USGov rescinds 'leave Internet alone' policy
Richard Forno
Man posts "wanted" poster of himself on own Facebook page
Mark Brader
Car insurance bug
Clive D.W. Feather
Daily cyber attacks on the UK
Martyn Thomas
"Traffic analysis" from data
David Magda
Paranoia 101
Paul Wexelblat
Risks of having friends with computers
Rob McCool
Computer core risks
Robert Schaefer
4th International Conference on Network and System Security
NSS 2010
IEEE Symposium on Security and Privacy
Ulf Lindqvist
Info on RISKS (comp.risks)

Silly season: DST is approaching

David Magda <>
Mon, 1 Mar 2010 08:06:58 -0500

  [This one was stuck in my queueueueue.  But it's more appropriate
  tonight anyway, on the eve of U.S. DST.  PGN]

Everyone gird your loins as it's March, so that means we're now entering
"silly season": the bi-annual event of adjusting our time pieces by one
hour.  North America will be making the great leap forward on 14 Mar,
while in Europe it's 28 Mar.

Anyone want to start a pool on how many time incidents will make the news
this time around?

Sony PS3: Yet Another leap year folly

Steve Summit
Mon, 01 Mar 2010 23:18:10 -0500

It's been widely reported that some models of Sony's PS3 game console
malfunctioned today, evidently because they thought the date was 29 Feb.
Hard to believe that in this 21st century, programmers are still having
trouble with this algorithm...

  [PGN notes Mark Brader commented on this one:
    Well, maybe it's not the *same* programmers who had trouble with it
    in the 20th century...]

Sony thinks 2010 is a leap year

Debora Weber-Wulff <>
Sat, 06 Mar 2010 01:37:08 +0100

As noted on Sony's
Playstation 3 was convinced that 2010 was a leap year and attempted to use
Feb. 29, 2010. This kept gamers from connecting to the Playstation Network

It seems that the clock is a necessary part of the DRM scheme that Sony uses
to make sure that people don't use bootleg copies of their games.

It rather incensed some users to be locked out of using their perfectly
legal copies because the programmers had a little trouble dividing by 4.

Prof.
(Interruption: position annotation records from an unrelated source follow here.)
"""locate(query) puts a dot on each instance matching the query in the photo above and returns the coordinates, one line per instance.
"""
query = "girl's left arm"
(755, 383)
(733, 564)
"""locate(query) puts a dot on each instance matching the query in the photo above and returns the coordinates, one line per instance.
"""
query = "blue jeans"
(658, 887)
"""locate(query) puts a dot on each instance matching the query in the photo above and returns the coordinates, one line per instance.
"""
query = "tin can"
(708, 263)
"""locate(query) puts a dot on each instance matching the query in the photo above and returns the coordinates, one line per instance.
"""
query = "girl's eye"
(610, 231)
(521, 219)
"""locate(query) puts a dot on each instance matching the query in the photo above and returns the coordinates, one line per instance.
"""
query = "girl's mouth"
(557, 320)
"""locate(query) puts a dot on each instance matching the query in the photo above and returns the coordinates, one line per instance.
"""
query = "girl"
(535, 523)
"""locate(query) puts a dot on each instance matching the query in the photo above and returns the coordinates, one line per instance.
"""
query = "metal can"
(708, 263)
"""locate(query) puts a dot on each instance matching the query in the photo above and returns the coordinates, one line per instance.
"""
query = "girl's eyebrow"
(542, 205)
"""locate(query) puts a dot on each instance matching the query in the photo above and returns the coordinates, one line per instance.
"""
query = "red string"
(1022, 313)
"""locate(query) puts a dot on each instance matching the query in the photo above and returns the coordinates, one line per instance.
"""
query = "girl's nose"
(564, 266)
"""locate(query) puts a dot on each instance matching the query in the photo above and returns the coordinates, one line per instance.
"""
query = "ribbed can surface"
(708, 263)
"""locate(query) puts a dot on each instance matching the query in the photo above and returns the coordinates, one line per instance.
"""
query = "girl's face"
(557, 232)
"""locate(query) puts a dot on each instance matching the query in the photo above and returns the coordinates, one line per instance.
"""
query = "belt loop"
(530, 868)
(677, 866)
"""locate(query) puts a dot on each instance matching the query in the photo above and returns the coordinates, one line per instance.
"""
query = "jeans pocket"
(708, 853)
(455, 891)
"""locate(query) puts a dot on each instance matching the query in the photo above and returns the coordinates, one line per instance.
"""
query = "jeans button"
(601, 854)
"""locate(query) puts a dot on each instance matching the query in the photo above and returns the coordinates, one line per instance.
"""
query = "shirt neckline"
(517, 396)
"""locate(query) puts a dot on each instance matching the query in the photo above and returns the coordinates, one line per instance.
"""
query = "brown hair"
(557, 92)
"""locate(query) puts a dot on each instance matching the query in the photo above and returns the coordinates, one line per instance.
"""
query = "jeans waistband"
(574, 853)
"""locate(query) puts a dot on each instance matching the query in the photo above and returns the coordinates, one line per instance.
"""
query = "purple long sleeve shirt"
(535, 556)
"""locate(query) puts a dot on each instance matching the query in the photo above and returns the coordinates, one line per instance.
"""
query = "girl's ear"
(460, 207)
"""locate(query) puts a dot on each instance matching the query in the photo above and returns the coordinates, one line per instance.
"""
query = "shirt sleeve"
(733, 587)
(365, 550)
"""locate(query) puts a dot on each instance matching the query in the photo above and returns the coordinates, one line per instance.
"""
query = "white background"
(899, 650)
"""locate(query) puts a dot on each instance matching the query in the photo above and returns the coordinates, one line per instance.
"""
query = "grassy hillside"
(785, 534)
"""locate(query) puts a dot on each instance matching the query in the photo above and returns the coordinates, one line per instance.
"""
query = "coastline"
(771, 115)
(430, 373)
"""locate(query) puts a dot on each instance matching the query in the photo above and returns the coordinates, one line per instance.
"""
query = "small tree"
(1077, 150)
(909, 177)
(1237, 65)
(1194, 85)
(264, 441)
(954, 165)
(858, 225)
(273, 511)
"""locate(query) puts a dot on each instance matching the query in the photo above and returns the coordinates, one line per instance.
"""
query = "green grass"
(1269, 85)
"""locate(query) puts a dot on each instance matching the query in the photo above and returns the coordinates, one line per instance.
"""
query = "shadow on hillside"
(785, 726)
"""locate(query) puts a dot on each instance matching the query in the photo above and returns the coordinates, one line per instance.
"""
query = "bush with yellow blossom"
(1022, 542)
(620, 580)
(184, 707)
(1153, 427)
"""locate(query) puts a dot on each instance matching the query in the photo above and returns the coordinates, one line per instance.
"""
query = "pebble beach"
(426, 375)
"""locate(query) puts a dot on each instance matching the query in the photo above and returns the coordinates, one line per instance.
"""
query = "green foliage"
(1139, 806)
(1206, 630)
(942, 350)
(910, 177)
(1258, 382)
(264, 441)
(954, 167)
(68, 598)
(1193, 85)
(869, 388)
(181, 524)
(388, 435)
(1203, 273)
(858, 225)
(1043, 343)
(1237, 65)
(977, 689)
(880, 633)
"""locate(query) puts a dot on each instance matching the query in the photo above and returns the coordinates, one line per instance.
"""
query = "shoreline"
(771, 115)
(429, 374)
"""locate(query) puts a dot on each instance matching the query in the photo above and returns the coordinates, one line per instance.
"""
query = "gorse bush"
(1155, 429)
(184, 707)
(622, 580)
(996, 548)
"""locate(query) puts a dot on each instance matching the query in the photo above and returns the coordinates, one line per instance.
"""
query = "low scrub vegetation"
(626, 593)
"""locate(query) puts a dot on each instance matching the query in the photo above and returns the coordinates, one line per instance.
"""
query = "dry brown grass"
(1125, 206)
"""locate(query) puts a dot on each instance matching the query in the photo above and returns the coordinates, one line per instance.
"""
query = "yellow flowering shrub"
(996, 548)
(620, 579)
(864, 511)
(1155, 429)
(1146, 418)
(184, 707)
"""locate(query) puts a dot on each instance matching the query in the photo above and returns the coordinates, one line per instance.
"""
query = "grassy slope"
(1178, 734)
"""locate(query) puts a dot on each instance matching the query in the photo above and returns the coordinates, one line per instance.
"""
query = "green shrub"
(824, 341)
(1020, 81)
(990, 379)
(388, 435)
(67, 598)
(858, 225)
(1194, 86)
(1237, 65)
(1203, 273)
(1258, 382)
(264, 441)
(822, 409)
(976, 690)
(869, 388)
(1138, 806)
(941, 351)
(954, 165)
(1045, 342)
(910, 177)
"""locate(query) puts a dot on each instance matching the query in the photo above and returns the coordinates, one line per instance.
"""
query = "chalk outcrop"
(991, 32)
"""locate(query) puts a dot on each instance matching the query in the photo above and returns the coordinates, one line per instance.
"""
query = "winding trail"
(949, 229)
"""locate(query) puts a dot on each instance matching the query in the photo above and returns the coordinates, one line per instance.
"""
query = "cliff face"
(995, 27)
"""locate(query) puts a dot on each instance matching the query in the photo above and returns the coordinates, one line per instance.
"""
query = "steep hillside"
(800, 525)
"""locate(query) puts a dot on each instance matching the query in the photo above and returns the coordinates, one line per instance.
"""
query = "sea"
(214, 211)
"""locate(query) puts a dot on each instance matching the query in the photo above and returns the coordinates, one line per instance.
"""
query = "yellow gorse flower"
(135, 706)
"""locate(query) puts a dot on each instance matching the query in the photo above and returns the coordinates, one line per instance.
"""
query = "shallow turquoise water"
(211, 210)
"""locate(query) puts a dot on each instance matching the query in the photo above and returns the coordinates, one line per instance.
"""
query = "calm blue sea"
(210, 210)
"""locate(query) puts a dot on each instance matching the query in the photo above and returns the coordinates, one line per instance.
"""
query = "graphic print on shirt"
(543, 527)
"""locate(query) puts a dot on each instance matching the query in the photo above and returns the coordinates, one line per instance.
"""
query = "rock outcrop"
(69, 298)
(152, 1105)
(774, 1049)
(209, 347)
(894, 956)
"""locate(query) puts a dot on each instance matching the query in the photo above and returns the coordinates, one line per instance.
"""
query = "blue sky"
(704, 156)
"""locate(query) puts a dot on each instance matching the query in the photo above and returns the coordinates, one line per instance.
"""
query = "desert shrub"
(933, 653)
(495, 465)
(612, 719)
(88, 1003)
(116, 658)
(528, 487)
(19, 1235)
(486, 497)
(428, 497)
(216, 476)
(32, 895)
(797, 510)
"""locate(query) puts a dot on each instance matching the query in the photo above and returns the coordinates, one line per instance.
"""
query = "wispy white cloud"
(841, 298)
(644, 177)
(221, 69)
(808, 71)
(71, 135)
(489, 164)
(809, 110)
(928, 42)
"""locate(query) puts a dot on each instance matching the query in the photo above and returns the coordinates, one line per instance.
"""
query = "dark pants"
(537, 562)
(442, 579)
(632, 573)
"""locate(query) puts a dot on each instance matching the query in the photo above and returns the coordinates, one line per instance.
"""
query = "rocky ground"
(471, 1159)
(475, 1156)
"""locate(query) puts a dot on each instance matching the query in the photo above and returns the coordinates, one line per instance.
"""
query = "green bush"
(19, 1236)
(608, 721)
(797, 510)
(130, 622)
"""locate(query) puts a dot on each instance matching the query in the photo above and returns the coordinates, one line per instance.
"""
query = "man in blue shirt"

Dr. Debora Weber-Wulff, Treskowallee 8, 10313 Berlin +49-30-5019-2320

Old models of PS3 failed to connect to network due to leap-year miscalculation

"ishikawa,chiaki" <>
Wed, 03 Mar 2010 02:43:58 +0900

Japan may have experienced the problem due to timezone differences earlier
than others.

Sony Computer Entertainment announced on 2 Mar 2010 (and many users have
complained on blogs and twitters) that old models of PS3 popular game
console experienced failures such as failing to connect to network since its
software miscalculated the year 2010 to be a leap year and its internal date
was set to bogus 29 Feb on 1 Mar.

The model sold after September of 2009 didn't experience this bug.

As the date rolled to March 2nd (UCT), the problem disappeared.

Every now and then I noticed this leap-year miscalculation occur in OS and
other basic software, but please note 2010 is not even a multiple of four.
I wonder what faulty calculation was done in the software.

It could be a classic example that should be put in software engineering
textbook if the faulty line is made public.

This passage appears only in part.